Uma sessão do Tribunal do Júri realizada no dia 14 de abril de 2026, na 1ª Vara da Comarca de Coroatá, resultou na condenação de uma mulher acusada de participar de um crime brutal ocorrido em 2024. A decisão foi proferida após julgamento que se estendeu ao longo do dia, com oitiva de testemunhas, debates entre acusação e defesa e votação do Conselho de Sentença.

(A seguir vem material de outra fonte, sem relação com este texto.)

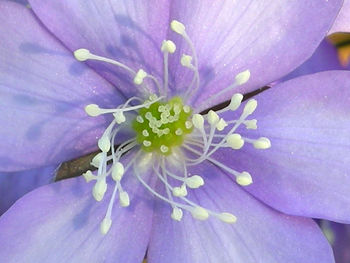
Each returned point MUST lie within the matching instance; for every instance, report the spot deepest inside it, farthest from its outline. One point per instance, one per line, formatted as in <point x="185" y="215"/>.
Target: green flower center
<point x="163" y="125"/>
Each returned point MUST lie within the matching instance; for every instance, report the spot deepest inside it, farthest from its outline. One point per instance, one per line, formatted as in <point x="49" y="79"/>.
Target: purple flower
<point x="339" y="237"/>
<point x="247" y="183"/>
<point x="342" y="23"/>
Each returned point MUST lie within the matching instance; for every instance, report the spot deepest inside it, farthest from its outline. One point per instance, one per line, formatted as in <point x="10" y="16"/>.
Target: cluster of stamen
<point x="169" y="138"/>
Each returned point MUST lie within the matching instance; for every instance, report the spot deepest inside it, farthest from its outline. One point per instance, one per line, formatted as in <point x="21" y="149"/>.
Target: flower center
<point x="170" y="137"/>
<point x="163" y="125"/>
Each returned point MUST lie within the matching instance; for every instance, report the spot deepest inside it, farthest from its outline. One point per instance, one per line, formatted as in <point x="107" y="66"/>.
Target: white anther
<point x="262" y="143"/>
<point x="251" y="124"/>
<point x="99" y="190"/>
<point x="242" y="77"/>
<point x="198" y="121"/>
<point x="119" y="117"/>
<point x="168" y="46"/>
<point x="117" y="171"/>
<point x="140" y="75"/>
<point x="244" y="179"/>
<point x="82" y="54"/>
<point x="194" y="181"/>
<point x="139" y="119"/>
<point x="177" y="27"/>
<point x="97" y="160"/>
<point x="186" y="61"/>
<point x="235" y="141"/>
<point x="221" y="124"/>
<point x="164" y="149"/>
<point x="236" y="101"/>
<point x="104" y="143"/>
<point x="89" y="176"/>
<point x="177" y="214"/>
<point x="213" y="117"/>
<point x="105" y="225"/>
<point x="146" y="143"/>
<point x="228" y="218"/>
<point x="124" y="199"/>
<point x="180" y="191"/>
<point x="250" y="107"/>
<point x="186" y="109"/>
<point x="188" y="125"/>
<point x="145" y="133"/>
<point x="199" y="213"/>
<point x="93" y="110"/>
<point x="178" y="131"/>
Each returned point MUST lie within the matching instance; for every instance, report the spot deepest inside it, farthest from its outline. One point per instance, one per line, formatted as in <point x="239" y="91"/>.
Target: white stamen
<point x="236" y="101"/>
<point x="99" y="190"/>
<point x="227" y="218"/>
<point x="105" y="225"/>
<point x="139" y="77"/>
<point x="117" y="171"/>
<point x="177" y="214"/>
<point x="97" y="160"/>
<point x="235" y="141"/>
<point x="244" y="179"/>
<point x="200" y="213"/>
<point x="180" y="191"/>
<point x="243" y="77"/>
<point x="82" y="54"/>
<point x="250" y="107"/>
<point x="221" y="125"/>
<point x="262" y="143"/>
<point x="145" y="133"/>
<point x="194" y="181"/>
<point x="104" y="143"/>
<point x="119" y="117"/>
<point x="177" y="27"/>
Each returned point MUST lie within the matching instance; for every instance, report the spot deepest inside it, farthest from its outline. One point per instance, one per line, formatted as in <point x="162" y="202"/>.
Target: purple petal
<point x="43" y="95"/>
<point x="306" y="170"/>
<point x="260" y="234"/>
<point x="270" y="38"/>
<point x="126" y="30"/>
<point x="342" y="23"/>
<point x="339" y="237"/>
<point x="325" y="58"/>
<point x="61" y="223"/>
<point x="14" y="185"/>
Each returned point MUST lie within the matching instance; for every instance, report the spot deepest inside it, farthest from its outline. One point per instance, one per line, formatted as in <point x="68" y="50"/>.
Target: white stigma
<point x="199" y="137"/>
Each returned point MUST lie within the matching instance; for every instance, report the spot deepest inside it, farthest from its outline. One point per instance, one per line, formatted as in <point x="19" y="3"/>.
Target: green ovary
<point x="163" y="125"/>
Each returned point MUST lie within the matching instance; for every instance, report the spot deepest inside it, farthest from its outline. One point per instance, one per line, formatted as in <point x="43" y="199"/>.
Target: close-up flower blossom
<point x="199" y="161"/>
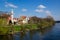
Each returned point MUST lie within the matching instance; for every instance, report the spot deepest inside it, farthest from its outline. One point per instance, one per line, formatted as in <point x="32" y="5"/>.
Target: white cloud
<point x="39" y="10"/>
<point x="10" y="5"/>
<point x="48" y="13"/>
<point x="41" y="6"/>
<point x="24" y="10"/>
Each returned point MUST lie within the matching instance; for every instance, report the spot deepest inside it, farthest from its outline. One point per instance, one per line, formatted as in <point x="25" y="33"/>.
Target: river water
<point x="52" y="33"/>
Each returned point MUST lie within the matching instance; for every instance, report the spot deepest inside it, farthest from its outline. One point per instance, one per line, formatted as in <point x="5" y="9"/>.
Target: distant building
<point x="23" y="20"/>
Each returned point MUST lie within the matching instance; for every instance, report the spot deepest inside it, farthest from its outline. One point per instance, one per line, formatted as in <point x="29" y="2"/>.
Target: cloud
<point x="24" y="10"/>
<point x="10" y="5"/>
<point x="41" y="6"/>
<point x="48" y="13"/>
<point x="39" y="10"/>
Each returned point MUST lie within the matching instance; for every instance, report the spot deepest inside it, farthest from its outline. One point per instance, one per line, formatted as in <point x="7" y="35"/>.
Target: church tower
<point x="12" y="16"/>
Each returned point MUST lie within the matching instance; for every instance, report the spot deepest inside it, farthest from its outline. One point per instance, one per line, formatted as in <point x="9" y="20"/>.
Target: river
<point x="52" y="33"/>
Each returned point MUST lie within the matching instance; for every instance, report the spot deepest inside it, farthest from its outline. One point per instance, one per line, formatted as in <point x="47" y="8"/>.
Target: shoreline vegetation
<point x="33" y="24"/>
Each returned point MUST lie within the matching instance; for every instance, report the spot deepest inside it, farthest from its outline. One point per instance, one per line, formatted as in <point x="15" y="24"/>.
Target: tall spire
<point x="12" y="11"/>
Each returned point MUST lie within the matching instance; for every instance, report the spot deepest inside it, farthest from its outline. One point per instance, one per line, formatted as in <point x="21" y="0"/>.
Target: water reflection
<point x="40" y="34"/>
<point x="6" y="37"/>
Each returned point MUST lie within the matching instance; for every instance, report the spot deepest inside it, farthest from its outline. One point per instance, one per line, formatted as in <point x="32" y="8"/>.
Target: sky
<point x="39" y="8"/>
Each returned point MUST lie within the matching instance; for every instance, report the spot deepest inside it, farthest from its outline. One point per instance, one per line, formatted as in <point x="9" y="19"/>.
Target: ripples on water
<point x="52" y="33"/>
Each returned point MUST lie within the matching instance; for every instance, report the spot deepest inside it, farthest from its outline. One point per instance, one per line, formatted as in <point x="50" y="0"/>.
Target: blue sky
<point x="39" y="8"/>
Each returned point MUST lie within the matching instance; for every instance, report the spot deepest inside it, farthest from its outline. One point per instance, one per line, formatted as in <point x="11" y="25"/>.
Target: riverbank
<point x="12" y="29"/>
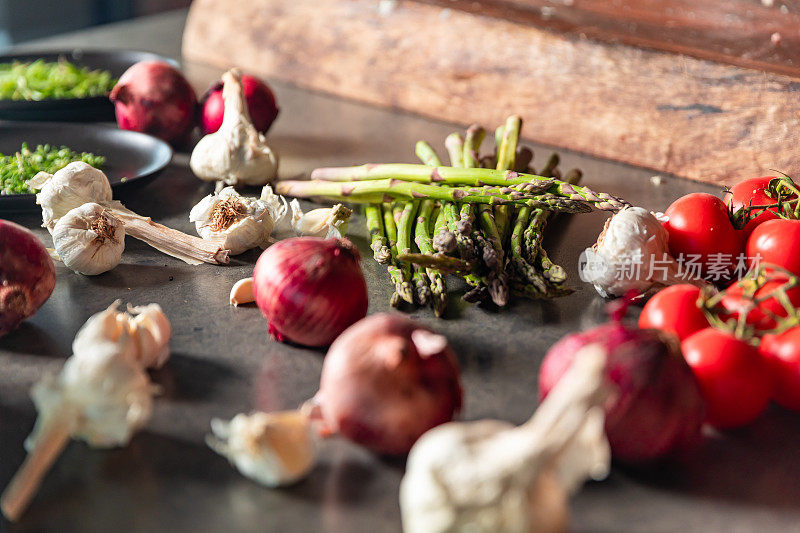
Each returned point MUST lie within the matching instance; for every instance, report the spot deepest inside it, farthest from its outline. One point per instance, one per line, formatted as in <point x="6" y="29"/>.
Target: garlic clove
<point x="274" y="449"/>
<point x="325" y="222"/>
<point x="89" y="239"/>
<point x="70" y="187"/>
<point x="242" y="292"/>
<point x="241" y="222"/>
<point x="237" y="153"/>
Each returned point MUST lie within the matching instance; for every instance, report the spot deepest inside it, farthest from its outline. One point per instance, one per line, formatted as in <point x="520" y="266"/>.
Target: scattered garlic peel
<point x="273" y="449"/>
<point x="242" y="292"/>
<point x="325" y="222"/>
<point x="632" y="235"/>
<point x="240" y="222"/>
<point x="102" y="394"/>
<point x="78" y="183"/>
<point x="236" y="154"/>
<point x="490" y="476"/>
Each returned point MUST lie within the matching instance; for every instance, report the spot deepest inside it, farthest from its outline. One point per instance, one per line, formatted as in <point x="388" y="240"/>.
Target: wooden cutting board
<point x="709" y="92"/>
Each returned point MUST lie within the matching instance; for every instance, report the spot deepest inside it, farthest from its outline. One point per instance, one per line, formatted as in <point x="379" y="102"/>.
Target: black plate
<point x="136" y="157"/>
<point x="74" y="109"/>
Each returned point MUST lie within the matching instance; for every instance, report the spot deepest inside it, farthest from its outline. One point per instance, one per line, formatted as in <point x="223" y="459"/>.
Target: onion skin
<point x="659" y="409"/>
<point x="153" y="97"/>
<point x="261" y="105"/>
<point x="27" y="275"/>
<point x="379" y="391"/>
<point x="310" y="289"/>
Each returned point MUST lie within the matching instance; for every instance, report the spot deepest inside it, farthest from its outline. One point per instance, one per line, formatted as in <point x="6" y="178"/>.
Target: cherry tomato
<point x="751" y="192"/>
<point x="674" y="310"/>
<point x="783" y="354"/>
<point x="735" y="302"/>
<point x="699" y="225"/>
<point x="776" y="242"/>
<point x="734" y="378"/>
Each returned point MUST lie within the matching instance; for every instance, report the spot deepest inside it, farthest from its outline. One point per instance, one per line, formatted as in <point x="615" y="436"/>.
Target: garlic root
<point x="26" y="481"/>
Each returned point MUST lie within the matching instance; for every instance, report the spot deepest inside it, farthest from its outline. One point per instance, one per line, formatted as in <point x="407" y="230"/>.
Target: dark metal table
<point x="223" y="363"/>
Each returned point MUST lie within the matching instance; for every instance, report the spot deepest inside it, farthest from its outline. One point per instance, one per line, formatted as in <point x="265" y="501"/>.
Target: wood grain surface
<point x="673" y="113"/>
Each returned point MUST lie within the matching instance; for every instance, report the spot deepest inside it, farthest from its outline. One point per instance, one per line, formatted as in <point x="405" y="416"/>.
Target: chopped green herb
<point x="17" y="169"/>
<point x="44" y="80"/>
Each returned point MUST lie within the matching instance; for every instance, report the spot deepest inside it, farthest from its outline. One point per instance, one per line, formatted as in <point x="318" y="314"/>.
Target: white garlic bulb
<point x="243" y="222"/>
<point x="274" y="449"/>
<point x="147" y="326"/>
<point x="70" y="187"/>
<point x="489" y="476"/>
<point x="632" y="253"/>
<point x="89" y="239"/>
<point x="326" y="222"/>
<point x="236" y="154"/>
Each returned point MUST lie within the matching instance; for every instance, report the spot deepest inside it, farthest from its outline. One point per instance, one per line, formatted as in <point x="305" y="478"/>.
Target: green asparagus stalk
<point x="402" y="284"/>
<point x="378" y="243"/>
<point x="472" y="146"/>
<point x="459" y="176"/>
<point x="454" y="144"/>
<point x="365" y="192"/>
<point x="524" y="268"/>
<point x="507" y="150"/>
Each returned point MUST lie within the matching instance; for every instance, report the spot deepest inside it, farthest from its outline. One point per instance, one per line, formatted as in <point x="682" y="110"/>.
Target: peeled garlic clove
<point x="89" y="239"/>
<point x="632" y="253"/>
<point x="325" y="222"/>
<point x="70" y="187"/>
<point x="237" y="153"/>
<point x="243" y="222"/>
<point x="242" y="292"/>
<point x="151" y="331"/>
<point x="273" y="449"/>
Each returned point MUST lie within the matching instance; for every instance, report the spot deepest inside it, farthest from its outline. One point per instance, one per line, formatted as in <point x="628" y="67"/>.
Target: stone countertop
<point x="223" y="362"/>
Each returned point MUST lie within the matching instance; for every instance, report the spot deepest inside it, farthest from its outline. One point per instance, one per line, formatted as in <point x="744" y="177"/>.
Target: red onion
<point x="387" y="380"/>
<point x="27" y="275"/>
<point x="310" y="289"/>
<point x="260" y="99"/>
<point x="153" y="97"/>
<point x="658" y="410"/>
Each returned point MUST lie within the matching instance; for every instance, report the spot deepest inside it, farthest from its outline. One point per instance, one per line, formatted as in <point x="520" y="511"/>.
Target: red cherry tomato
<point x="783" y="354"/>
<point x="751" y="192"/>
<point x="735" y="302"/>
<point x="674" y="310"/>
<point x="699" y="226"/>
<point x="776" y="242"/>
<point x="734" y="379"/>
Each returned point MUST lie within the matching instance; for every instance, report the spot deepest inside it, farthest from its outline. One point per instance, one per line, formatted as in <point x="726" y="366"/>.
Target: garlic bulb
<point x="79" y="183"/>
<point x="237" y="153"/>
<point x="326" y="222"/>
<point x="632" y="253"/>
<point x="89" y="239"/>
<point x="274" y="449"/>
<point x="240" y="222"/>
<point x="102" y="395"/>
<point x="489" y="476"/>
<point x="70" y="187"/>
<point x="146" y="325"/>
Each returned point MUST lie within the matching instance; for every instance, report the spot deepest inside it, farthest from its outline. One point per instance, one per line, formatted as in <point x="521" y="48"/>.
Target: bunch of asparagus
<point x="481" y="217"/>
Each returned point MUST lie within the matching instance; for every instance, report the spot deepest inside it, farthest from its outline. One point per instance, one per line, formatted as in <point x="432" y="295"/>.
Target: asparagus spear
<point x="455" y="149"/>
<point x="402" y="190"/>
<point x="381" y="253"/>
<point x="461" y="176"/>
<point x="402" y="284"/>
<point x="524" y="268"/>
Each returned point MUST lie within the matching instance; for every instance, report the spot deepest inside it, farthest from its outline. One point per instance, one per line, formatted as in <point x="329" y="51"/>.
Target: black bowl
<point x="132" y="158"/>
<point x="74" y="109"/>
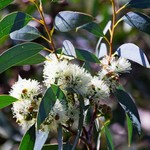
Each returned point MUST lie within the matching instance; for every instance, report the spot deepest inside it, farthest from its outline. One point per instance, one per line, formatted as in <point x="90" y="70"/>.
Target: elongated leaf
<point x="109" y="138"/>
<point x="93" y="28"/>
<point x="68" y="49"/>
<point x="86" y="56"/>
<point x="6" y="100"/>
<point x="138" y="20"/>
<point x="130" y="128"/>
<point x="60" y="138"/>
<point x="28" y="140"/>
<point x="66" y="146"/>
<point x="27" y="33"/>
<point x="80" y="125"/>
<point x="17" y="54"/>
<point x="69" y="20"/>
<point x="13" y="22"/>
<point x="139" y="4"/>
<point x="41" y="138"/>
<point x="51" y="95"/>
<point x="36" y="59"/>
<point x="4" y="3"/>
<point x="134" y="53"/>
<point x="129" y="107"/>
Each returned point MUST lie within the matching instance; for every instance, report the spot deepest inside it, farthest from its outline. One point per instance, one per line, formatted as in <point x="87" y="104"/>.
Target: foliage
<point x="72" y="93"/>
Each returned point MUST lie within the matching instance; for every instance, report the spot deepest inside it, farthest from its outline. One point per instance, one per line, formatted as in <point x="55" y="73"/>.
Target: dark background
<point x="137" y="82"/>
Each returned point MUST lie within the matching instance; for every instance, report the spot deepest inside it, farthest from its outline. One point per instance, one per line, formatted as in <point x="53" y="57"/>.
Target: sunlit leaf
<point x="27" y="33"/>
<point x="41" y="138"/>
<point x="28" y="140"/>
<point x="68" y="49"/>
<point x="80" y="125"/>
<point x="36" y="59"/>
<point x="108" y="138"/>
<point x="4" y="3"/>
<point x="130" y="128"/>
<point x="138" y="20"/>
<point x="69" y="20"/>
<point x="134" y="53"/>
<point x="60" y="138"/>
<point x="6" y="100"/>
<point x="66" y="146"/>
<point x="51" y="95"/>
<point x="139" y="4"/>
<point x="93" y="28"/>
<point x="129" y="107"/>
<point x="13" y="22"/>
<point x="18" y="54"/>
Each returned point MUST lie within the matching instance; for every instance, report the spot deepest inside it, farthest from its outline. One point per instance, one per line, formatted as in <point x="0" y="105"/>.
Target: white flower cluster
<point x="28" y="93"/>
<point x="73" y="80"/>
<point x="112" y="67"/>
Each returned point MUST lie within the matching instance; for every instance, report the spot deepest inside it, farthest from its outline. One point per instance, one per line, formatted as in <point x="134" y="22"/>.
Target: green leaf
<point x="6" y="100"/>
<point x="134" y="53"/>
<point x="4" y="3"/>
<point x="66" y="146"/>
<point x="18" y="54"/>
<point x="51" y="95"/>
<point x="130" y="128"/>
<point x="41" y="138"/>
<point x="81" y="120"/>
<point x="93" y="28"/>
<point x="129" y="107"/>
<point x="28" y="140"/>
<point x="138" y="20"/>
<point x="36" y="59"/>
<point x="139" y="4"/>
<point x="69" y="20"/>
<point x="13" y="22"/>
<point x="60" y="137"/>
<point x="68" y="49"/>
<point x="109" y="138"/>
<point x="27" y="33"/>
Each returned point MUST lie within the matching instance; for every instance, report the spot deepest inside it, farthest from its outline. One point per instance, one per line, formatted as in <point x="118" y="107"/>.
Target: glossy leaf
<point x="138" y="20"/>
<point x="28" y="140"/>
<point x="139" y="4"/>
<point x="100" y="52"/>
<point x="51" y="95"/>
<point x="27" y="33"/>
<point x="60" y="138"/>
<point x="80" y="125"/>
<point x="13" y="22"/>
<point x="4" y="3"/>
<point x="69" y="20"/>
<point x="129" y="107"/>
<point x="93" y="28"/>
<point x="17" y="54"/>
<point x="134" y="53"/>
<point x="66" y="146"/>
<point x="86" y="56"/>
<point x="6" y="100"/>
<point x="130" y="128"/>
<point x="41" y="138"/>
<point x="68" y="49"/>
<point x="109" y="138"/>
<point x="36" y="59"/>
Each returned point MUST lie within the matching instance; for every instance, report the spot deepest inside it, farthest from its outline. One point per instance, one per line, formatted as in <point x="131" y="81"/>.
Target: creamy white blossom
<point x="58" y="115"/>
<point x="118" y="65"/>
<point x="28" y="94"/>
<point x="97" y="90"/>
<point x="66" y="75"/>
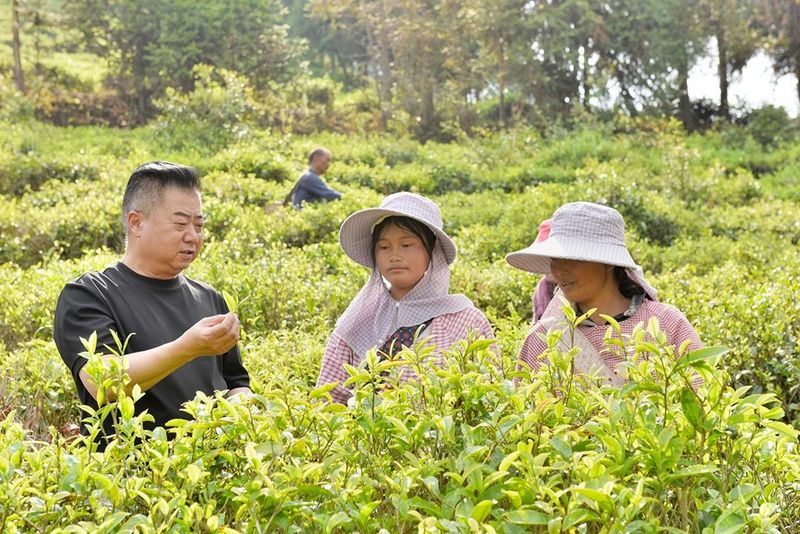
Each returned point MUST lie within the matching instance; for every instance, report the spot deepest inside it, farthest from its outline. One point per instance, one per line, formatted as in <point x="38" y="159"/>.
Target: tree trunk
<point x="381" y="55"/>
<point x="722" y="70"/>
<point x="797" y="77"/>
<point x="19" y="77"/>
<point x="501" y="85"/>
<point x="685" y="111"/>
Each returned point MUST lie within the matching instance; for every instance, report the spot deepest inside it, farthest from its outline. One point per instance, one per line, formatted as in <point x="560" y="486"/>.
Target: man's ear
<point x="135" y="220"/>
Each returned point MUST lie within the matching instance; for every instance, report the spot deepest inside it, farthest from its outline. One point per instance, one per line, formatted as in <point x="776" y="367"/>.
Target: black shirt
<point x="156" y="312"/>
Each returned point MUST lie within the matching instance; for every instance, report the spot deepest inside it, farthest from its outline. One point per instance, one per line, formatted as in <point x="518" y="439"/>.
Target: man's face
<point x="171" y="236"/>
<point x="321" y="163"/>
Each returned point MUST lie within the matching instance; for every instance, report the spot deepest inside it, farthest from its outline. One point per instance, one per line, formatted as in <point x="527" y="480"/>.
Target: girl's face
<point x="401" y="258"/>
<point x="583" y="282"/>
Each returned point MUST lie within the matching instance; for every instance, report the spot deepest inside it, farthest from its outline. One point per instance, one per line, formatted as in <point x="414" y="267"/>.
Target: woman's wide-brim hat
<point x="355" y="235"/>
<point x="579" y="231"/>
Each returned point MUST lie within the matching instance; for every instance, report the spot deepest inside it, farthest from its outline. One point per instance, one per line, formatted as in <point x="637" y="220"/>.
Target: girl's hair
<point x="408" y="224"/>
<point x="627" y="287"/>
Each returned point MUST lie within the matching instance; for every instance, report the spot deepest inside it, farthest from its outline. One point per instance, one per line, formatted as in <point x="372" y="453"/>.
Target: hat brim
<point x="355" y="234"/>
<point x="536" y="258"/>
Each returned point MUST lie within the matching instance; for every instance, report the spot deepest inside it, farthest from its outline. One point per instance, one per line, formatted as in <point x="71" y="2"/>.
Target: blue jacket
<point x="311" y="188"/>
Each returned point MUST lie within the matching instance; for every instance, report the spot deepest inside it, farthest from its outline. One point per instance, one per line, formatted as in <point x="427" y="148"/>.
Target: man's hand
<point x="211" y="336"/>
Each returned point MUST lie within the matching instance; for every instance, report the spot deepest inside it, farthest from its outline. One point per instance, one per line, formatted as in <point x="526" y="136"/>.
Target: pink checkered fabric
<point x="374" y="314"/>
<point x="355" y="235"/>
<point x="579" y="231"/>
<point x="671" y="321"/>
<point x="445" y="331"/>
<point x="582" y="231"/>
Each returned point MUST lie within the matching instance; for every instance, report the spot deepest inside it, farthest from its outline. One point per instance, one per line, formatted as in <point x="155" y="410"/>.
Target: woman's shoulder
<point x="468" y="314"/>
<point x="667" y="314"/>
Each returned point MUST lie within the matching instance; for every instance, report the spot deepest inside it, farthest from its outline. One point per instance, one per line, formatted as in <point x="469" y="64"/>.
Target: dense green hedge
<point x="713" y="219"/>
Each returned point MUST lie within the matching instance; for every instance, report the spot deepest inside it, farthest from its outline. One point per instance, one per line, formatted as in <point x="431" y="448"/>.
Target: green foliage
<point x="219" y="109"/>
<point x="710" y="217"/>
<point x="770" y="125"/>
<point x="462" y="448"/>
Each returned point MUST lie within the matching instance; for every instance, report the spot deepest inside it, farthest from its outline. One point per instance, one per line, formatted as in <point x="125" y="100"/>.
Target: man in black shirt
<point x="183" y="338"/>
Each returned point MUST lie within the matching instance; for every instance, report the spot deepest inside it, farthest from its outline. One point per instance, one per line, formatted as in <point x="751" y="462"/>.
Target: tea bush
<point x="464" y="448"/>
<point x="474" y="446"/>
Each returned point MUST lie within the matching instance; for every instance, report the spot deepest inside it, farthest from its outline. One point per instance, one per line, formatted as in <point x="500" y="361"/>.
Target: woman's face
<point x="401" y="258"/>
<point x="583" y="282"/>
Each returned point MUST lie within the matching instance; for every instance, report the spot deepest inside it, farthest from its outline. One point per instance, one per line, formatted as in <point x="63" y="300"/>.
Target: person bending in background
<point x="407" y="295"/>
<point x="310" y="187"/>
<point x="183" y="339"/>
<point x="586" y="255"/>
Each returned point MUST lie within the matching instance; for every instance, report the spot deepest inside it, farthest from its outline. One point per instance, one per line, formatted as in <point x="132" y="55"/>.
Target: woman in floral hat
<point x="586" y="255"/>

A ré, Maria Carmem Ferreira Silva, foi considerada culpada pelos crimes de homicídio qualificado e furto qualificado contra a vítima Marcos Santana Ramos Salazar, gerente de uma farmácia na cidade. O crime aconteceu em 29 de maio de 2024, quando o corpo da vítima foi encontrado em sua residência, no centro de Coroatá, amarrado, amordaçado e com golpes de faca no pescoço.
De acordo com a denúncia do Ministério Público, o crime teria sido premeditado e executado com a participação de um adolescente. As investigações apontaram que a dupla teria planejado a ação com o objetivo de roubar bens da vítima. Após o assassinato, foram levados celulares, carteira e outros objetos pessoais.
Durante o julgamento, o Conselho de Sentença reconheceu, por maioria de votos, tanto a autoria quanto a materialidade dos crimes. Os jurados rejeitaram a tese de absolvição por clemência apresentada pela defesa, bem como afastaram a aplicação de privilégio ou exclusão das qualificadoras.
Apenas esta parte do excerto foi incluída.